First up, the north’s biggest music bash – the Leeds Festival (24–26 August) – is coming to town (or at least to Bramham Park, the local stately home grounds that lie around 12 miles northeast of the city). This younger sister to the monster rock- and indie-fest that is Reading is now in its 14th year and, as usual, shares the same bill – Leeds’ own Kaiser Chiefs play their homecoming gig on the Friday night (Aug 24), just before The Black Keys and Foo Fighters, while other headliners are The Cure (Aug 25) and Kasabian (Aug 26). But – household names aside – the great thing about Leeds is spotting The Next Big Thing (now there’s a name for a band…), so for a glimpse of the future check out the Festival Republic Stage where the festival organisers schedule many of their fave in-crowd acts.
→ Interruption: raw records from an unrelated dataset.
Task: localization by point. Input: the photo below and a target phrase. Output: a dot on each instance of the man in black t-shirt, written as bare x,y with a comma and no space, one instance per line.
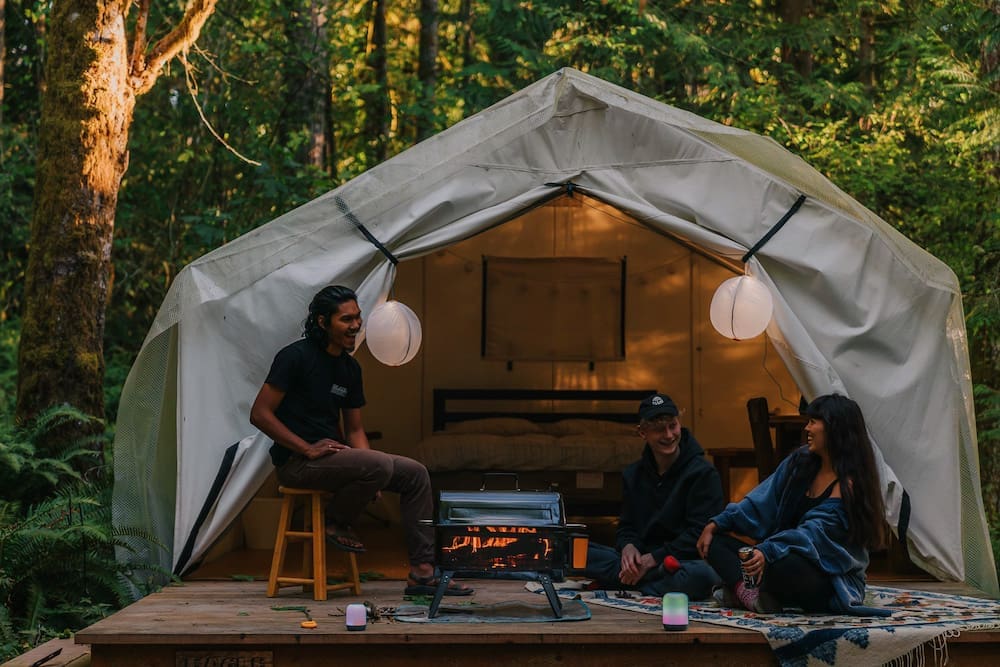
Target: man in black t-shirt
312,382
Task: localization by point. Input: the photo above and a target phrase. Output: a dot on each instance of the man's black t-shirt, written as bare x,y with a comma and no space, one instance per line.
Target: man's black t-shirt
317,387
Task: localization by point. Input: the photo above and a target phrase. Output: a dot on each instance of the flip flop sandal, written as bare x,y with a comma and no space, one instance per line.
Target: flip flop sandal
428,586
344,539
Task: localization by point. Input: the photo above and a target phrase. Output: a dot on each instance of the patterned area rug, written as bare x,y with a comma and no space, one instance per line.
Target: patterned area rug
918,619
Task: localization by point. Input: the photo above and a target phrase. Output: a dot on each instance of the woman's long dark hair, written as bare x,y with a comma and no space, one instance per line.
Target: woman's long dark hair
326,302
853,459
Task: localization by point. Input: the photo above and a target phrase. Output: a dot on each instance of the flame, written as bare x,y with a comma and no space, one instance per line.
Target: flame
513,551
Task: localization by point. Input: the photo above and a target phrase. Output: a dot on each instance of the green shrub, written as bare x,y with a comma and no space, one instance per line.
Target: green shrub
58,571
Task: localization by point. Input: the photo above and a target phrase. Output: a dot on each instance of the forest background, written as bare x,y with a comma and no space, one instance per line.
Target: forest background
245,109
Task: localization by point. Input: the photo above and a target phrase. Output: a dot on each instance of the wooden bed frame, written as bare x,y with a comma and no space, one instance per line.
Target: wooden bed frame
585,494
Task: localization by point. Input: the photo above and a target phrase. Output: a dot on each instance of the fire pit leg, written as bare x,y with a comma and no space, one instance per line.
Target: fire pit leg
550,593
439,593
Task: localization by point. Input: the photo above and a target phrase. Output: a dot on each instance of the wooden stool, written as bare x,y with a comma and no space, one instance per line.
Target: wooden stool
313,560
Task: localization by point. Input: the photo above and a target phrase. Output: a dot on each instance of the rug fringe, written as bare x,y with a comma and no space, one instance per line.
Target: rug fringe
916,657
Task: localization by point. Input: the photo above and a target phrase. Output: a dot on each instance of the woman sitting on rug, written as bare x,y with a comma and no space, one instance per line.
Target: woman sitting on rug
814,520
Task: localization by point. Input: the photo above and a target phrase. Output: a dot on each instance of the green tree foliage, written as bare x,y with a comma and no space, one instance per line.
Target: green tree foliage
895,101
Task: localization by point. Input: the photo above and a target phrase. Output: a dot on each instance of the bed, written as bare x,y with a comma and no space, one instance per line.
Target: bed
575,441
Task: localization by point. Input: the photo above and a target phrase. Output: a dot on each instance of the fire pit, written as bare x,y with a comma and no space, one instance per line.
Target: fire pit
482,533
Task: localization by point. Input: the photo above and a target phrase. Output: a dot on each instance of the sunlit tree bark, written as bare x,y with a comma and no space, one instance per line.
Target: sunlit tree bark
427,69
377,111
93,74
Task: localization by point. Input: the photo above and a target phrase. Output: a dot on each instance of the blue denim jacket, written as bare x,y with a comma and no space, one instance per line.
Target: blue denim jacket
820,536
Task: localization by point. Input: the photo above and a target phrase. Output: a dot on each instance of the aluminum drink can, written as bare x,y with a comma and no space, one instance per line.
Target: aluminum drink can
745,553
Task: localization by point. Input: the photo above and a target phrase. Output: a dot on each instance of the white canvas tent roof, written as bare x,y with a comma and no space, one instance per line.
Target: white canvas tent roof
859,309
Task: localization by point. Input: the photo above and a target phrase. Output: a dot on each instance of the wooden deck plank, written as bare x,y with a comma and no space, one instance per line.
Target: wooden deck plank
191,624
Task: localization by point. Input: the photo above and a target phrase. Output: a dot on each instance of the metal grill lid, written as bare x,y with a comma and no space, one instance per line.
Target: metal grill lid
509,508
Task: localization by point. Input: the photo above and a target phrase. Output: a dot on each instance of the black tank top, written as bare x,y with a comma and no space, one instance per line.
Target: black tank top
807,503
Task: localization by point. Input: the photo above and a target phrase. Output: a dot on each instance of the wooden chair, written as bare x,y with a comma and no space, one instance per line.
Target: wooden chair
760,433
313,573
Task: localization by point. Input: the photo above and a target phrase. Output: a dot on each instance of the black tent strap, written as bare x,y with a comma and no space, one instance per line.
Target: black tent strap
903,526
213,495
774,230
569,186
345,209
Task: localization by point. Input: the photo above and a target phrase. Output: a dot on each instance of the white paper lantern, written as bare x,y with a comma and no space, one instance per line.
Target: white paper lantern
741,308
393,333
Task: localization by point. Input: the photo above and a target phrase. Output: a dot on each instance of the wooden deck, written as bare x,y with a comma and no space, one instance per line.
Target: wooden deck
204,623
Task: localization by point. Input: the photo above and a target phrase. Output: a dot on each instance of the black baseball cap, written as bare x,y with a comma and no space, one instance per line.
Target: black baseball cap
656,405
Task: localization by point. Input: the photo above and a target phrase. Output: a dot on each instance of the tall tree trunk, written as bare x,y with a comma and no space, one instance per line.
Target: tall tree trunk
427,68
792,12
468,37
866,50
307,81
91,84
377,101
3,56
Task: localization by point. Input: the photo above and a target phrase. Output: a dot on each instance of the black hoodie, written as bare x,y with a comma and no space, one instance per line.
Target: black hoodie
664,515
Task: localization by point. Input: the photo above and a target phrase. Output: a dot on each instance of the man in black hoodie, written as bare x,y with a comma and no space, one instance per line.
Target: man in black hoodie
668,496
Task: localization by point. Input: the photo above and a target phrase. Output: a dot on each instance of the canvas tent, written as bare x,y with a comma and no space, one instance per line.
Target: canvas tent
859,309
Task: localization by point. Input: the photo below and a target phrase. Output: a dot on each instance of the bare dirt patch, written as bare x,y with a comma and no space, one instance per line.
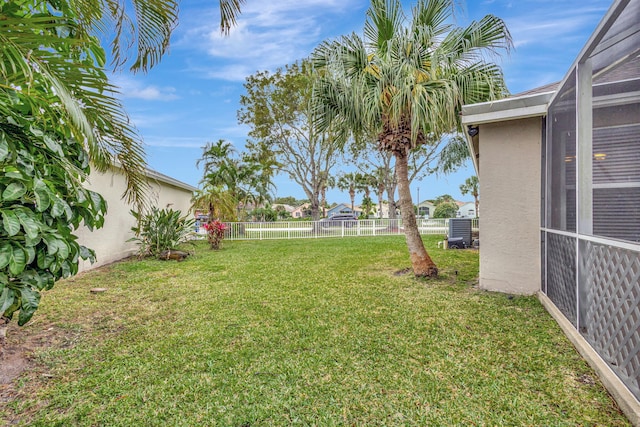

Leeds Festival is bigger this year, with 80,000 music fans expected, but even so you can probably count on a sell-out, which means if you can't get a ticket you’ll have to look elsewhere for summer kicks and music thrills. Luckily Leeds has one more bank-holiday bash up its sleeve – the annual Leeds West Indian Carnival, the biggest in Europe after Notting Hill, which gets over 100,000 people in a real party mood right in the heart of the city. This year sees its 45th anniversary, and though the free-to-attend carnival runs over the whole weekend it’s always bank holiday Monday (Aug 27) that’s the big day, with the carnival parade assembling in Chapeltown’s Potternewton Park in the morning before moving off after 2pm on a four-hour circuit of local streets. It’s an absolute blast, especially if the weather holds out, with music floats pumping out everything from reggae to steel-band calypso sounds while elaborately costumed dancers and troupes show off the moves and routines they’ve been practicing all year.